I live in a state with its own exchange and don’t need the subsidy, so I don’t have any experience with the federal exchange, but I think my experience is still relevant to the overall discussion.

I’ve been self-employed for 13 years. Most of that time, I’ve had an HSA with a high-deductible policy; the deductible has ranged from $3,000 to $5,500. A traditional individual policy would be cost-prohibitive because–although I have low blood pressure, heart rate, and cholesterol, work out regularly, take no prescriptions, and have no chronic conditions–I’m deemed to have preexisting conditions, basically because I’ve dared seek medical attention in the past. I was once rejected by an insurer based on a single episode of sciatica five years earlier. I don’t think people who have had employer-provided coverage have any idea what the individual health insurance market has been like.
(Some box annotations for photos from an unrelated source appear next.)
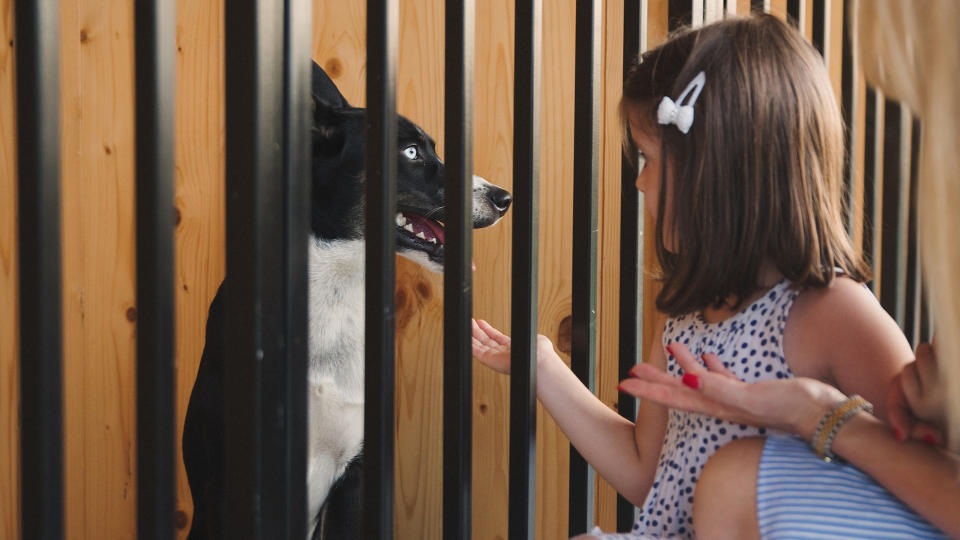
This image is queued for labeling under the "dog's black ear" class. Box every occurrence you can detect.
[311,62,350,107]
[313,96,345,156]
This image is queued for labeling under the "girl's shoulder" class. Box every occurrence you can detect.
[783,276,913,418]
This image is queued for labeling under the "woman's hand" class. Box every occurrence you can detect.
[472,319,559,375]
[887,343,946,444]
[620,343,846,439]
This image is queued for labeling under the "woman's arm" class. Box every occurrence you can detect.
[620,345,960,538]
[832,413,960,538]
[473,320,666,506]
Anyway, you may have seen in the past couple of days how some insurers are being forced to drop thousands of individual policies because they’re not ACA-compliant. My current policy is among those, so I’ve looked for a new policy with my insurer (Anthem). And, thanks to the ACA, I can finally get a more traditional policy because the insurer has to offer ACA-compliant plans and can’t exclude for preexisting conditions. As a result, I’m switching to a Silver level plan with a $2,000 deductible, free preventive care, reasonable co-pays ($30-$45) for doctors’ visits pre-deductible and reasonable co-insurance (25%) post-deductible, all for a premium that’s only $20 than what I was paying. Significantly better coverage, in other words, for about $240 more per year. The media, however, are depicting the end of those policies as a bad thing, apparently because insureds may have to pay more now. But they don’t mention that these insureds will be getting much better coverage. It’s not an apples-to-apples comparison.
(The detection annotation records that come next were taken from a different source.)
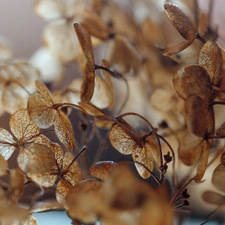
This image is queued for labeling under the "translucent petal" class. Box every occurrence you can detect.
[164,2,197,40]
[10,168,25,202]
[199,40,223,85]
[9,109,40,141]
[54,110,76,151]
[173,65,212,101]
[27,93,56,129]
[91,75,113,109]
[0,155,8,176]
[109,124,138,155]
[0,128,16,160]
[62,152,82,186]
[132,145,154,179]
[17,143,55,174]
[66,180,104,224]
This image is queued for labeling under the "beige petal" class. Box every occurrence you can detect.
[9,109,40,141]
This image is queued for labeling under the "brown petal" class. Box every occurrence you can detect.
[62,152,82,186]
[178,132,202,166]
[216,122,225,136]
[0,128,16,160]
[109,124,142,155]
[10,168,25,201]
[9,109,40,141]
[185,95,213,138]
[91,75,113,109]
[27,93,56,129]
[55,179,72,205]
[54,110,76,151]
[80,69,95,102]
[164,2,197,41]
[74,23,95,72]
[0,155,8,176]
[66,180,104,224]
[162,38,195,56]
[173,65,212,101]
[17,143,55,174]
[132,145,154,179]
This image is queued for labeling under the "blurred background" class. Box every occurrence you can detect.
[0,0,225,225]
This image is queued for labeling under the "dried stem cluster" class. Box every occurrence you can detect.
[0,0,225,225]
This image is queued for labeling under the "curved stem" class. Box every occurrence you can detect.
[117,112,163,181]
[170,176,195,205]
[95,65,130,114]
[157,134,177,187]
I’ve spent years making medical decisions based on the out-of-pocket cost. I’ve passed on doctor-advised MRIs because they would cost me $1,000 (and don’t even get me started on the myth of how patients can negotiate with providers–a notion propagated largely by people who’ve never had to try it), and just this week I had to decide whether to have a follow-up visit with a neurologist for vertigo or see a podiatrist about an ongoing running injury. I’m ecstatic to have this coverage. And I would not have had it without the ACA.